Weird.. other continent, other habits, but the important part is we all use it.

But the big part is that we don't spend our time managing servers, but rather scripting the automation of the management. Learning machines how they should manage our configs and automate.

Like the old Google saying, you have to automate yourself out of a job every 18 months.

Guess that's also what ad Devministrator is.

Oct 27 2008

CloudCamp BXL

Don't forget .. this thursday : CloudCamp Brussels !

Oct 27 2008

Geek Wear

So what happens when you run into a guy wearing a Barcamp ESM cap, an OpenNMS shirt and a Zenoss jacket. You ask him how he got all that stuff .

It seems to be pretty easy ..
Let see if it works for mee too :)

So Tarus and Mark , do you already have my snail mail address ? :)

Oh and Matt, we need some openQRM gear too :)

Oct 27 2008

T-Dose 2008 is over

It was fun, the good part about T-Dose is that is small enough to actually be able to speak with everybody you want to .. well almost .. there were still some people around I wanted to talk to but I didn't get the chance to . Specially Ber Kessels and Roy Scholten who filled in the gaps in the Drupal track. After my own talk I had to run to the other track so I could answer the tricky questions in our other talk about Open Source Monitoring Tools. And I never really made it back to the Drupal room. So Ber, Roy , next time you run into me I`ll buy you a Beer !

Anyway Pics are up (so Geert now finally has pictures of himself on stage)

Social event pic is also up ..

Slides (Drupal/ Virtualization) were already up

Somehow I had problems seeing al the sessions I wanted to see this year. lots of interesting things happening at the same time and therefore forcing me to choose for specific sessions. JP and Jeroen already announced they will be there again next year .. I just hope to have a better planned Drupal track then ...

T-Dose kind of concluded my current scheduled list of talks , I`m looking for new interesting conference venues to visit .. specially in southern Europe .. so if anybody has ideas :)

Oct 25 2008

Wholesale High Availability

Alan just coined WholeSale HA. The idea of rebooting a whole virtual machine rather than just failing over 1 service.

He wants to have the best of both worlds in 1 framework, he however doesn't specify what parts he likes from the WholeSale HA setup

Yes you want to use it coupled with hardware predictive failure analysis tools.

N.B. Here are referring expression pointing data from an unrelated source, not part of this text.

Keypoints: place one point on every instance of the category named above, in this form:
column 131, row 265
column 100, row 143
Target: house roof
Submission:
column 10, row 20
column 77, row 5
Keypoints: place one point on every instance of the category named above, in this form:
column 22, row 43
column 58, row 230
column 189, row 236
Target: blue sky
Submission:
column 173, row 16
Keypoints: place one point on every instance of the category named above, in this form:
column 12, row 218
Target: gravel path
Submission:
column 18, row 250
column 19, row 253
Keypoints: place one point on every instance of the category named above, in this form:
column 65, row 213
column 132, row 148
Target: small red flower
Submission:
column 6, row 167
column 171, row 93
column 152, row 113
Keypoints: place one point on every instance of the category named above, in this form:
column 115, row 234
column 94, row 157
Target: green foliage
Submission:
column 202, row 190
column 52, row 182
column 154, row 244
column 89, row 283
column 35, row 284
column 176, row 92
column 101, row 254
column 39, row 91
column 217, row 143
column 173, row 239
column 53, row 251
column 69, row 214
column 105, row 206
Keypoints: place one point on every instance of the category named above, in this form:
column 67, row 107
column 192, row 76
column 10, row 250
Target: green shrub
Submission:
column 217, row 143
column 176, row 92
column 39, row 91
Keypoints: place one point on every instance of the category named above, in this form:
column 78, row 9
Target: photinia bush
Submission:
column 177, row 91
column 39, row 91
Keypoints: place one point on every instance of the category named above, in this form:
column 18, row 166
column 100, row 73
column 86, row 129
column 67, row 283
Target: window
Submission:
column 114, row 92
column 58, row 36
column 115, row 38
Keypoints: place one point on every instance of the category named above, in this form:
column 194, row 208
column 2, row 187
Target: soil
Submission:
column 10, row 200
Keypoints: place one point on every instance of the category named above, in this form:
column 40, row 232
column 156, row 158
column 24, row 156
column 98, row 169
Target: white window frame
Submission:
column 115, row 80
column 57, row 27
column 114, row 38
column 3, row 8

In order to achieve Higher Availabilty, but I don't think the WholeSale HA part is real HA.

WholeSale HA isn't going to be fast enough for most of the business critical environments.
You simply cannot afford to reboot or even boot a full machine and the related downtime that brings for your service.

So yes a best effort combination, but with a strong focus on the application state would be preferred. WholeSale is a good start .. but it's definitely not where you want to stop.